Na ons eerste bezoek aan ‘den Belg’ in de namiddag (we wilden toch eerst eens de prijzen gaan checken vooraleer te beslissen daar te gaan eten 's avonds) zijn we in een zware regenbui terecht gekomen. Een regenvest is al gauw doornat, lopen tot bij een afdak is de enige oplossing. Dit is onvoorspelbaar kort en zeer hevig. Ook kwamen we een hele groep vrouwen tegen met hun (howeel kappers ?) op de schouder die terugkwamen van het werk op het veld! Het was bij het zien van ons groepje een gelach van jewelste bij die vrouwen en wat de aanleiding was weten we niet. Geen mannen te bekennen.
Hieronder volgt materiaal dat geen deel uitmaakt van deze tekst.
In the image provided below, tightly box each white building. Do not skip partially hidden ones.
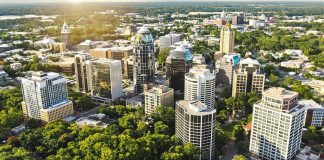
[298,100,324,127]
[184,65,216,108]
[249,87,306,160]
[86,58,123,104]
[175,100,216,160]
[145,85,174,115]
[21,72,73,122]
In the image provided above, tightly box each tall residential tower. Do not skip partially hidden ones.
[184,65,216,108]
[21,72,74,122]
[250,87,306,160]
[232,58,265,97]
[175,100,216,160]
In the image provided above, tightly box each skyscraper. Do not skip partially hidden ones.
[133,27,155,93]
[216,53,240,86]
[74,53,91,93]
[21,72,74,122]
[145,85,174,115]
[250,87,306,160]
[220,22,235,54]
[232,58,265,97]
[86,58,123,104]
[175,100,216,160]
[61,22,72,49]
[184,65,216,108]
[165,47,192,92]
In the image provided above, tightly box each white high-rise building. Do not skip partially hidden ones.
[21,72,74,122]
[175,100,216,160]
[145,85,174,115]
[219,23,235,54]
[250,87,306,160]
[132,27,155,94]
[232,58,265,97]
[86,58,123,104]
[184,65,216,108]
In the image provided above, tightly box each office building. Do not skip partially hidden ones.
[61,22,72,49]
[74,53,91,93]
[122,56,134,79]
[175,100,216,160]
[21,72,74,122]
[298,100,324,127]
[90,46,133,60]
[133,27,155,93]
[216,53,240,86]
[232,58,265,97]
[86,58,123,104]
[184,65,216,108]
[144,85,174,115]
[249,87,306,160]
[159,33,181,49]
[220,23,235,54]
[165,47,193,92]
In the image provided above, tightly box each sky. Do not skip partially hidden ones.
[0,0,324,3]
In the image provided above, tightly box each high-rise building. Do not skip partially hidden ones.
[175,100,216,160]
[220,23,235,54]
[165,47,192,92]
[90,46,133,60]
[86,58,123,104]
[232,58,265,97]
[61,22,72,49]
[74,53,91,93]
[133,27,155,93]
[21,72,74,122]
[216,53,240,86]
[250,87,306,160]
[184,65,216,108]
[299,100,324,127]
[145,85,174,115]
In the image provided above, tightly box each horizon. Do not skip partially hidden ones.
[0,0,323,4]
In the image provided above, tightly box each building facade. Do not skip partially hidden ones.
[133,27,155,93]
[165,47,193,92]
[299,100,324,127]
[216,53,240,86]
[86,58,123,104]
[145,85,174,115]
[21,72,74,122]
[232,58,265,97]
[249,87,306,160]
[184,65,216,108]
[175,100,216,160]
[61,22,72,49]
[90,46,133,60]
[74,53,91,93]
[220,23,235,54]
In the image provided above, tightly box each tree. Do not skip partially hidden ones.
[216,110,227,123]
[233,155,245,160]
[158,48,170,65]
[232,124,245,142]
[154,121,170,135]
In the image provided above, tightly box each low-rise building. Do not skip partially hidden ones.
[299,100,324,127]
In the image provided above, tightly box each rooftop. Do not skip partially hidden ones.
[264,87,298,99]
[176,100,216,115]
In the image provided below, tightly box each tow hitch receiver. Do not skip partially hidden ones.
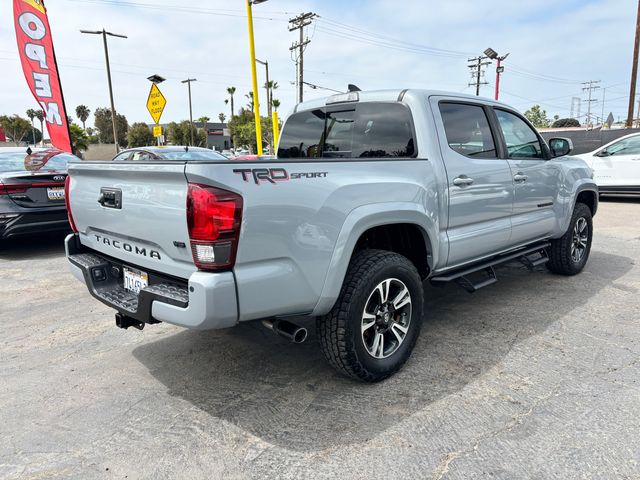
[116,313,144,330]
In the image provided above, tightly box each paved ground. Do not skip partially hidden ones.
[0,199,640,479]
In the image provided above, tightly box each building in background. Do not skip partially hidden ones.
[148,122,231,152]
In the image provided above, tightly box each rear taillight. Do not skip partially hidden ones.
[0,183,31,195]
[187,183,242,270]
[64,175,78,233]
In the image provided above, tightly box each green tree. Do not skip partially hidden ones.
[524,105,551,128]
[27,108,38,145]
[551,118,580,128]
[198,116,211,132]
[93,107,129,147]
[127,122,156,148]
[36,110,44,144]
[69,123,89,156]
[0,115,33,144]
[76,105,91,131]
[264,80,280,116]
[227,87,236,118]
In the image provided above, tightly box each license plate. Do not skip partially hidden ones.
[124,267,149,295]
[47,187,64,200]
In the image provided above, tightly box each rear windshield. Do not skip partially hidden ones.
[0,151,78,172]
[160,150,227,161]
[278,102,416,158]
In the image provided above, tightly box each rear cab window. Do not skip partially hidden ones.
[439,102,498,158]
[278,102,417,158]
[494,108,545,159]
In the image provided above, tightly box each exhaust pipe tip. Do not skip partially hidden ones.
[262,319,309,343]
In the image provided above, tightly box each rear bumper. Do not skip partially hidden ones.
[0,209,71,239]
[65,234,238,330]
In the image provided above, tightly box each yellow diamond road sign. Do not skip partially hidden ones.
[147,83,167,123]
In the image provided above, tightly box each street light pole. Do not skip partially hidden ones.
[182,78,196,146]
[484,48,509,101]
[246,0,267,155]
[80,28,127,154]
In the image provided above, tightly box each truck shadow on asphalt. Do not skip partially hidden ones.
[0,232,68,260]
[133,251,633,452]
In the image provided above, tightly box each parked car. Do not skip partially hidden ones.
[576,133,640,194]
[113,145,227,162]
[66,90,598,382]
[0,148,79,240]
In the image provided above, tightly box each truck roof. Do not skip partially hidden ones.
[293,88,507,113]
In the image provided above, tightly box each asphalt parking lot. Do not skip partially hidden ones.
[0,198,640,479]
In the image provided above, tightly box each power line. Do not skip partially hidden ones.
[289,12,317,103]
[582,80,600,125]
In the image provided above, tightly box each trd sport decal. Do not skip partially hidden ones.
[233,168,329,185]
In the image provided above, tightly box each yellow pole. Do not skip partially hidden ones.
[271,110,280,155]
[246,0,262,155]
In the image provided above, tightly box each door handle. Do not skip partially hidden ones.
[513,172,529,183]
[453,175,473,187]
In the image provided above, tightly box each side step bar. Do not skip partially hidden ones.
[430,242,551,293]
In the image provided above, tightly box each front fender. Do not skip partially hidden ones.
[312,202,439,315]
[554,178,598,238]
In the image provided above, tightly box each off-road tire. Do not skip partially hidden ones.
[316,250,424,382]
[547,203,593,275]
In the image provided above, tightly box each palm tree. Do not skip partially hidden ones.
[27,108,36,145]
[76,105,91,131]
[35,110,44,145]
[198,117,211,131]
[227,87,236,118]
[245,92,253,113]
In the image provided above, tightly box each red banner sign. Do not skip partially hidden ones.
[13,0,71,153]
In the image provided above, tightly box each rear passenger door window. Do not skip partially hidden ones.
[440,102,498,158]
[495,109,544,159]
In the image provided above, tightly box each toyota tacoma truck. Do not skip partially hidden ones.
[66,89,598,382]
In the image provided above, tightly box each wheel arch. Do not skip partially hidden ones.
[312,203,438,315]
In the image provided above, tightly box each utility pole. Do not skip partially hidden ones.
[600,88,607,127]
[467,55,491,97]
[182,78,196,147]
[627,0,640,128]
[80,28,127,153]
[570,97,582,120]
[582,80,600,126]
[289,12,317,103]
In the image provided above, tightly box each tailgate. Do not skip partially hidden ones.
[69,162,196,278]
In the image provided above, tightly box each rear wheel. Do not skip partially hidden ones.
[317,250,423,382]
[547,203,593,275]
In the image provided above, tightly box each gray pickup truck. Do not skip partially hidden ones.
[66,90,598,381]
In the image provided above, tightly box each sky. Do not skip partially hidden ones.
[0,0,638,137]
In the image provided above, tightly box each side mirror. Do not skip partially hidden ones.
[549,138,573,158]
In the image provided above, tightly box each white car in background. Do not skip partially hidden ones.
[574,133,640,194]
De mensen leven hier echt op straat. Als je de weg in de verte ziet zijn overal heel veel mensen aan het wandelen of ergens naartoe aan het gaan. En zeker de zondag is familiedag en kerkbezoek. Velen hebben dan hun dikke kerkboek bij waaruit ze teksten lezen in de kerk. Het eerste transportmiddel is hier te voet gaan, kleine kinderen achteraan op de rug in een doek. Ook andere kinderen van 10 jaar sjouwen die kleintjes mee, al was het een barbypop. Ze hurken neer en dat klein pagaddertje weet dat het dan op die rug van die andere kleine moet klimmen. Er wordt wel gewandeld ergens naartoe met alle tijd van de wereld, en niet snel gestapt zoals wij dat zouden doen. En alles wordt op het hoofd gedragen vb takken, jerrycans met water, potten en pannen en ongelofelijk maar altijd in evenwicht zonder gebruik van de handen. Volgend transport-middel, voor degene die het kunnen veroorloven, is de fiets. Aan iedere hoek van de straat zijn er fietsherstellers die alles open en bloot op de grond aan het herstellen zijn, op de stoep. De fietsen zijn wel heel sterk en van Chinese makelij. Ook achteraan op de fiets zie je veel personenvervoer en ook goederen groot en lang, als ze het er maar kunnen opbinden. Die fietsen worden heel veel gebruikt om van groene bananentrossen, rechtstreeks van de boom gekapt, te vervoeren. Geen lichten of bescherming van de wielen, toch wel een bel die meestal defect is en dan maar roepen. Als het gewicht te groot is, geen nood: dan is het afstappen en duwen. Soms wordt er met twee geduwd en echt vele km’s ver, het lichaam bijna horizontaal om toch maar vooruit te komen.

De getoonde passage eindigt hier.